Explanation: In general, the fusion will occur higher (at greater height) in the complete linkage dendrogram because complete linkage uses the maximum distance between any two points from each cluster.

(b) At a certain point on the single linkage dendrogram, the clusters {5} and {6} fuse. On the complete linkage dendrogram, the clusters {5} and {6} also fuse at a certain point.

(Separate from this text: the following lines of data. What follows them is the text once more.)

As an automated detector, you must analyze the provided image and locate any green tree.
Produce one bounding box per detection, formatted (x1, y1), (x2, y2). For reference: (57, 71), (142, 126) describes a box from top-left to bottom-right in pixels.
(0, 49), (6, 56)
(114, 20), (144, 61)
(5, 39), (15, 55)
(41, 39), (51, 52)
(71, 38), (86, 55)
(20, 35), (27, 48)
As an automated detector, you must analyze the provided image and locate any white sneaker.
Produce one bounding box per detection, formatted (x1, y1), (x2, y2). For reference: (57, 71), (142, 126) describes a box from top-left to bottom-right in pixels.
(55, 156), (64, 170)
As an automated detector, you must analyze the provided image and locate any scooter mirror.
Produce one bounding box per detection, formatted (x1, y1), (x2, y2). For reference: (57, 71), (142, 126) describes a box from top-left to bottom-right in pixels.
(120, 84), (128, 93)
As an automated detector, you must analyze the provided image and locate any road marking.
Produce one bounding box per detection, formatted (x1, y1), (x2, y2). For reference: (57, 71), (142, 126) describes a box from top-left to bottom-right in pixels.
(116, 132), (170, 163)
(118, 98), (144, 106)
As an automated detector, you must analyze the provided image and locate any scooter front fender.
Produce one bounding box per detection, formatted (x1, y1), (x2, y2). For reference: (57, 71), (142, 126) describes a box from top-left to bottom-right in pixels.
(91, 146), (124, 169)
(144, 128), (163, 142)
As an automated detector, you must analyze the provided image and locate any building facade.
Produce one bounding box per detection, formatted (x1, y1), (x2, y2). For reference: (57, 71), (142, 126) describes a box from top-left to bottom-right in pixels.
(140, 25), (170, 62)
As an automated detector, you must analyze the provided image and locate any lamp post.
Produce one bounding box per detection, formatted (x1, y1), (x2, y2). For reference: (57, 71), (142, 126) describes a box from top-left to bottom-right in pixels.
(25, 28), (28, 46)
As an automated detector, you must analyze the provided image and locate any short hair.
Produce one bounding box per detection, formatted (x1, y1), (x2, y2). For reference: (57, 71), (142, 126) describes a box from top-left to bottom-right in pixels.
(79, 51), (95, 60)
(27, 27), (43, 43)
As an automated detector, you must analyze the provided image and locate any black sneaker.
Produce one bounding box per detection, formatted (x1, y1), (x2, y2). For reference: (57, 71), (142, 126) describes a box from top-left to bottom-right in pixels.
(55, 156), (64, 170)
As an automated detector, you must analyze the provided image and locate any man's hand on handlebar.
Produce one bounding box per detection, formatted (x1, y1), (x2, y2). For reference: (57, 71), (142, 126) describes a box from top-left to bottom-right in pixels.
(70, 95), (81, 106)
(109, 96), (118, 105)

Which fusion will occur higher on the tree, or will they fuse at the same height, or is there not enough information to tell?

# For singleton clusters like {5} and {6}, both methods will fuse at the same height
# because there's only one distance to consider between the two clusters

# In general, this would be the distance between object 5 and object 6 in the distance matrix
print("For singleton clusters {5} and {6}, both single and complete linkage")

## [1] "For singleton clusters {5} and {6}, both single and complete linkage"

print("will fuse at the same height, which is exactly the distance between")

## [1] "will fuse at the same height, which is exactly the distance between"

print("objects 5 and 6 in the original distance matrix.")

## [1] "objects 5 and 6 in the original distance matrix."

Explanation: The fusion will occur at the same height in both dendrograms because with singleton clusters, the minimum and maximum distances between clusters are the same.